Collaboration between the team and with the client has become a main ingredient for good design, sparking creativity, and clarifying visions and understanding. When we bring all the parties involved in the design processes together, including the development, clients, stakeholders and final users, we can enhance creative outcomes and accelerate productivity. While collaboration is well established in physical environments, tools for design in the digital space often lack transparency or ways of connecting the work of different team members. In the practical part of my thesis, my research was conducted in the scope of how good collaboration in design succeeds and what factors like technologies, trends and tools have a direct impact on design execution. My research also involved field research to understand, what designing in collaboration means in different teams and companies. I wanted to understand what strategies and pain-points design teams have today. The insights are collected in the thesis you can find attached in the following. The practical part of my thesis focused on software collaboration and how it can blossom in teams. I developed a concept, Skerney, which focuses on file-journeys and collaboration in Sketch.

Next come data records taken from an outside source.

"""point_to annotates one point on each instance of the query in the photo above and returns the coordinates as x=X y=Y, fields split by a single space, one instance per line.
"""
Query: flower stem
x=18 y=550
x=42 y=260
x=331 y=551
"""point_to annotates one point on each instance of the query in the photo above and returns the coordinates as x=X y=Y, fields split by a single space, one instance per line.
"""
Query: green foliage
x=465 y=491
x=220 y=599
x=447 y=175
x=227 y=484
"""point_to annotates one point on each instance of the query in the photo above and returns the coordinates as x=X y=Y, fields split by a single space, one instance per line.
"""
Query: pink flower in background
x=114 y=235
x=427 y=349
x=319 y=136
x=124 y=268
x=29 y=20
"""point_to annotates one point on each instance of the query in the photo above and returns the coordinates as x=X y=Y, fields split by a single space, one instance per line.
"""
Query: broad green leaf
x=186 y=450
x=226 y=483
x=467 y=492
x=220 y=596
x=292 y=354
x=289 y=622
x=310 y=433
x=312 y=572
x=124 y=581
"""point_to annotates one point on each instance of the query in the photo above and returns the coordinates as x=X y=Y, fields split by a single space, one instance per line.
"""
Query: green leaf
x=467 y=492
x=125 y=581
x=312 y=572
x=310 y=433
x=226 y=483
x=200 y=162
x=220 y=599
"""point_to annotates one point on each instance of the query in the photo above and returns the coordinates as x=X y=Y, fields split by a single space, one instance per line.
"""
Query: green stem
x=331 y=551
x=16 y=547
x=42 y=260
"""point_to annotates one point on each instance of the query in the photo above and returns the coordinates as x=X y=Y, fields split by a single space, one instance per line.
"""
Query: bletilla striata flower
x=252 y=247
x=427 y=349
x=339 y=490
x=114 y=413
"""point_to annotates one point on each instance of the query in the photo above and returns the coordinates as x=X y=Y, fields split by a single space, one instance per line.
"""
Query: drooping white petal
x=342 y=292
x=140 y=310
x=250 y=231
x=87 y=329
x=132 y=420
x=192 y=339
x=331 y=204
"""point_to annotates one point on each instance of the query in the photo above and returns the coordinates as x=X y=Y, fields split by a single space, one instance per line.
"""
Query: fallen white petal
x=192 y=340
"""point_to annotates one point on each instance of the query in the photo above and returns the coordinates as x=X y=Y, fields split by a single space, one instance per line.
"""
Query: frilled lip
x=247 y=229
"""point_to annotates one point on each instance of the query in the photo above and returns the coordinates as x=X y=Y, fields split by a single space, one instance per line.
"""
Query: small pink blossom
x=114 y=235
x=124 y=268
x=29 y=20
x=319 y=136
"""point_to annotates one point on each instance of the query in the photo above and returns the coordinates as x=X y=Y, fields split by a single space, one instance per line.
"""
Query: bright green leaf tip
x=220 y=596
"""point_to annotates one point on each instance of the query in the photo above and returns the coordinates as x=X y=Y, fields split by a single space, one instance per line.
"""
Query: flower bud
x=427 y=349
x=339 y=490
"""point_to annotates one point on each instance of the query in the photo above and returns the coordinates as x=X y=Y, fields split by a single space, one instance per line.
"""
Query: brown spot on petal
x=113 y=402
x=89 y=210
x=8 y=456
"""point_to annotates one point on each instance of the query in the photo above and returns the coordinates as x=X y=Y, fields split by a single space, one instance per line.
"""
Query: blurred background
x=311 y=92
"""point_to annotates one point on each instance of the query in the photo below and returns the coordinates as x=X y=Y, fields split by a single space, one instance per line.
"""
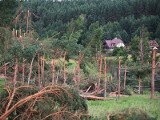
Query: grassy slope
x=1 y=84
x=101 y=108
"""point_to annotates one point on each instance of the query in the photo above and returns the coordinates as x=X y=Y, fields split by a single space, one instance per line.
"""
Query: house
x=153 y=43
x=111 y=44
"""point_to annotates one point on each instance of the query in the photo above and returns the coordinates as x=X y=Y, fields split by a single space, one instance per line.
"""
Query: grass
x=1 y=84
x=102 y=108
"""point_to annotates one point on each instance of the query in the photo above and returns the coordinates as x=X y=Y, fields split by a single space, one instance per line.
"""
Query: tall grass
x=102 y=108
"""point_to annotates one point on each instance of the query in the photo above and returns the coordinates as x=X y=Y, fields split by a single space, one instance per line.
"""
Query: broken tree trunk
x=30 y=70
x=100 y=72
x=64 y=68
x=52 y=65
x=39 y=72
x=23 y=71
x=125 y=73
x=105 y=77
x=139 y=86
x=42 y=68
x=119 y=77
x=15 y=70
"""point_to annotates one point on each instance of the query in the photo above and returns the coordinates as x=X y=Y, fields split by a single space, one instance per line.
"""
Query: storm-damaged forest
x=79 y=59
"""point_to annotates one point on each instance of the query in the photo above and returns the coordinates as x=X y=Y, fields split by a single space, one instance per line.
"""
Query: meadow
x=100 y=109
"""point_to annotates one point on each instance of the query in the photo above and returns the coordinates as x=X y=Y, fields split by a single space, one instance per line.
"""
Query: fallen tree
x=26 y=102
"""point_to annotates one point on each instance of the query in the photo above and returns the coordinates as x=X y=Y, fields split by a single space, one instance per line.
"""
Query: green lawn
x=102 y=108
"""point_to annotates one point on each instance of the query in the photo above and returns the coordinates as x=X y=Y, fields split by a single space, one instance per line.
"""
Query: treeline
x=115 y=18
x=119 y=18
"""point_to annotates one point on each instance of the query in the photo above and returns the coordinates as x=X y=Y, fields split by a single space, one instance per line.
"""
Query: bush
x=131 y=114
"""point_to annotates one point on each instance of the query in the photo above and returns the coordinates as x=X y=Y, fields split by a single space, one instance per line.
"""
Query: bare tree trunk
x=64 y=68
x=105 y=77
x=125 y=73
x=15 y=70
x=74 y=76
x=139 y=85
x=5 y=70
x=57 y=76
x=119 y=77
x=52 y=64
x=42 y=68
x=100 y=73
x=23 y=71
x=27 y=23
x=78 y=69
x=30 y=70
x=39 y=72
x=153 y=72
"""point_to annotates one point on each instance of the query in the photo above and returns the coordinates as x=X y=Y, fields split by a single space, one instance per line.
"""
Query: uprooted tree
x=51 y=102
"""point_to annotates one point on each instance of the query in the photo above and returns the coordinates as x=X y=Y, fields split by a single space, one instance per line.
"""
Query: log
x=93 y=97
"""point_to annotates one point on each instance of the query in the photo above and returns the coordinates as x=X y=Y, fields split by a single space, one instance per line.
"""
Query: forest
x=52 y=53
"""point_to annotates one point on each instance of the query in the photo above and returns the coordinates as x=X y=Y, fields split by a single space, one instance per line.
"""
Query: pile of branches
x=52 y=102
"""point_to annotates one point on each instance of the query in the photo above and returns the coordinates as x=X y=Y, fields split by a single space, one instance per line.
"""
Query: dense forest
x=60 y=42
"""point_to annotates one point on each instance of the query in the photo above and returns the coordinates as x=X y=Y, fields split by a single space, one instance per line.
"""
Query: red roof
x=112 y=43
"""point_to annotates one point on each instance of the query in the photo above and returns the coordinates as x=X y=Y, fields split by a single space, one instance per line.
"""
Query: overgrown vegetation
x=127 y=108
x=54 y=48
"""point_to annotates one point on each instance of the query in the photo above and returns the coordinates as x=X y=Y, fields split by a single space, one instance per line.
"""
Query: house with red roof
x=111 y=44
x=153 y=43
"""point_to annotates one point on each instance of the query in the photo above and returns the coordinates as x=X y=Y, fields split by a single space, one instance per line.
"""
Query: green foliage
x=132 y=114
x=140 y=46
x=16 y=49
x=120 y=52
x=7 y=12
x=118 y=18
x=61 y=100
x=30 y=51
x=134 y=103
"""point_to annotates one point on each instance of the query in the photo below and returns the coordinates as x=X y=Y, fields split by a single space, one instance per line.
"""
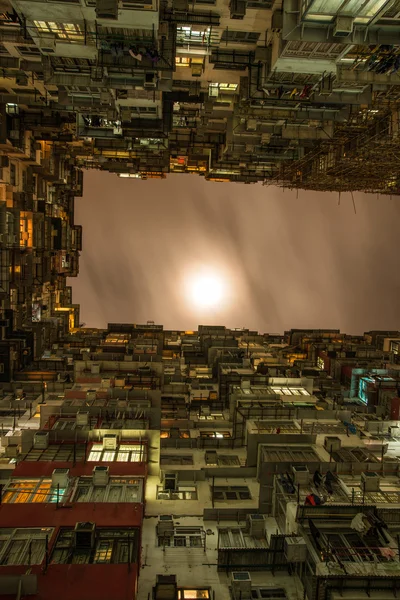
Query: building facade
x=265 y=469
x=297 y=93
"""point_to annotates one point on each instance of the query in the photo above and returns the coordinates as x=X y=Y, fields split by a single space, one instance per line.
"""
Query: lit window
x=182 y=61
x=123 y=457
x=108 y=456
x=94 y=456
x=228 y=86
x=63 y=31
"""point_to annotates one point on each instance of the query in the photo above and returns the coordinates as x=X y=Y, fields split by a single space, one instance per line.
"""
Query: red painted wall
x=395 y=409
x=81 y=582
x=104 y=514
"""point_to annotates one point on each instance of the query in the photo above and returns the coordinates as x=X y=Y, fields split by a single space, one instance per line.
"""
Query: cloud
x=293 y=260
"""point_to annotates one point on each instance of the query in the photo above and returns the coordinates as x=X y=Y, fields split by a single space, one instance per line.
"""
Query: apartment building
x=289 y=93
x=124 y=474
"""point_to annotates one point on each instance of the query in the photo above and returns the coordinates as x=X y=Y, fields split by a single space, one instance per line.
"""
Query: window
x=22 y=491
x=224 y=493
x=23 y=546
x=110 y=546
x=176 y=459
x=240 y=37
x=183 y=537
x=270 y=593
x=223 y=87
x=182 y=61
x=182 y=492
x=28 y=50
x=215 y=434
x=118 y=489
x=63 y=31
x=13 y=174
x=124 y=453
x=193 y=594
x=190 y=34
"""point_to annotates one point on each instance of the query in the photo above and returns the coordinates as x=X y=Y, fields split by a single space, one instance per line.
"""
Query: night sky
x=279 y=261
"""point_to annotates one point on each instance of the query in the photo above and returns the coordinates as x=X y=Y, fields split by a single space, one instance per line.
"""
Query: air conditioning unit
x=301 y=475
x=165 y=526
x=256 y=525
x=110 y=441
x=150 y=81
x=47 y=45
x=21 y=79
x=107 y=9
x=238 y=9
x=295 y=549
x=60 y=477
x=370 y=481
x=251 y=125
x=82 y=417
x=343 y=26
x=101 y=475
x=41 y=440
x=84 y=535
x=90 y=395
x=241 y=585
x=163 y=30
x=332 y=443
x=326 y=86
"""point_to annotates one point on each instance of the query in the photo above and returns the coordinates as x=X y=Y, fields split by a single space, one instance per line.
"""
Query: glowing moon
x=207 y=290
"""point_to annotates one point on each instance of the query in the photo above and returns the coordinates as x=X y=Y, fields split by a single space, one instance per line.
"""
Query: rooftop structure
x=127 y=472
x=302 y=94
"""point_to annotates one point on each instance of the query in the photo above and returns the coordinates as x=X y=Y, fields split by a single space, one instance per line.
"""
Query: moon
x=207 y=289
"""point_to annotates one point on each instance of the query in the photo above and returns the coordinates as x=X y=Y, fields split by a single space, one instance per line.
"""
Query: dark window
x=237 y=492
x=13 y=174
x=240 y=37
x=28 y=50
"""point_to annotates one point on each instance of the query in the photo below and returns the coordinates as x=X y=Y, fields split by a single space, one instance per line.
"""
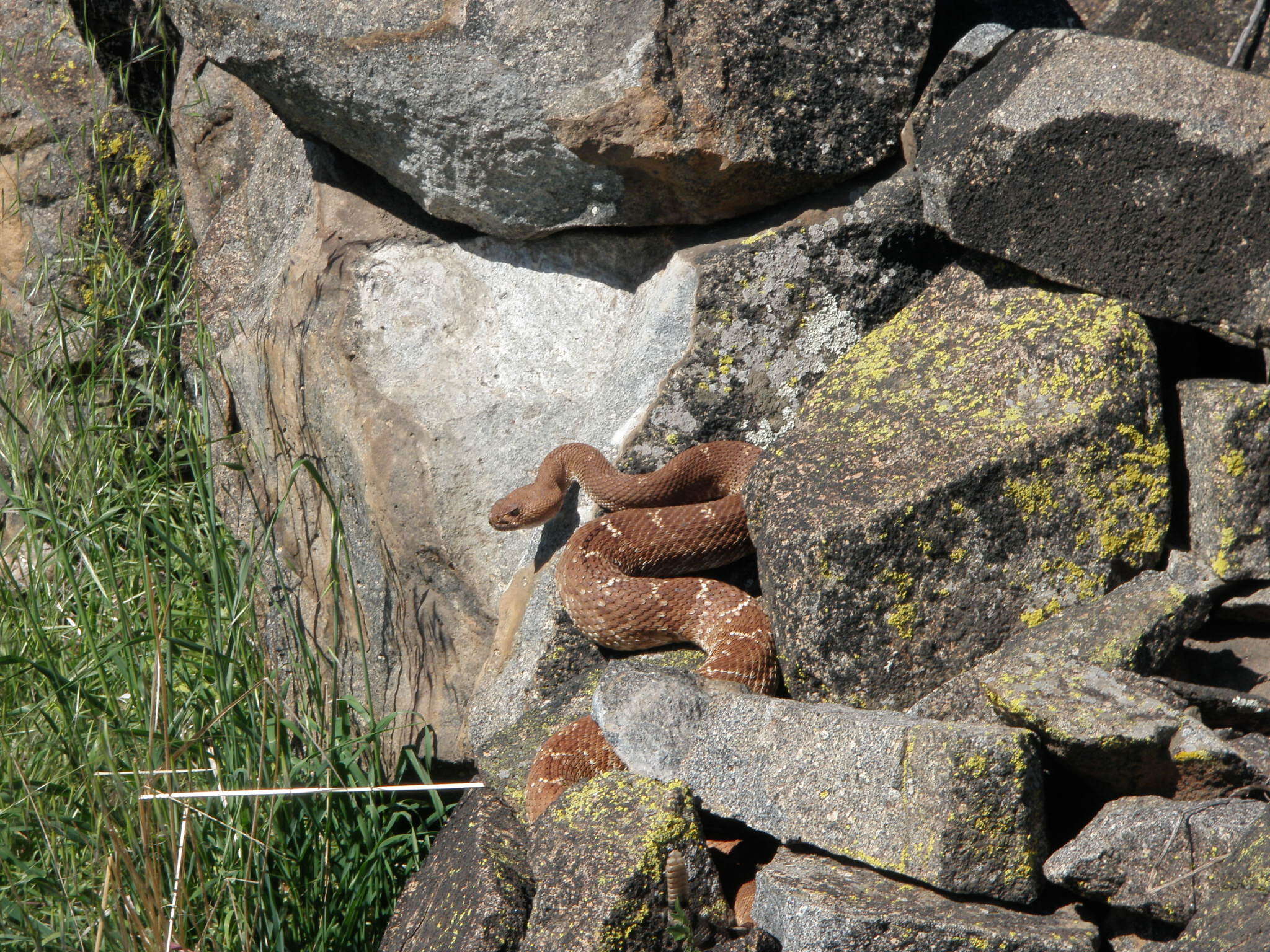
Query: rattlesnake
x=615 y=578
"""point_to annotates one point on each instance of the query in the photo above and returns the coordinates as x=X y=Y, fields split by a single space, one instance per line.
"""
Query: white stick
x=300 y=791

Skerney was designed as a concept to enhance collaboration and team communication when working together in Sketch. During the research I conducted, I found that current ways of managing, structuring and exchanging files within and outside the team do not suit the iterative and collaborative model that design processes have today. Sketch’s application structure and operational model builds upon archaic file structures, which forces teams to rethink and restructure their workflows in order to achieve good collaboration. For many teams this makes it difficult to work in collaboration without losing transparency and creative freedom. Imposed structures in the organisation of exchange and arrangement would often lead to rigid, structured work processes and systems, which can limit creative freedom and the free unfolding of thoughts. On the other hand, too few structures can lead to a lack of transparency and too little insight into each other’s progress, which often results in redundant or asynchronous work. Too little transparency produces isolation in teams, slowing down processes and decreasing motivation. My concept derived from the need for transparency between team members working in Sketch by adjusting versioning for their needs.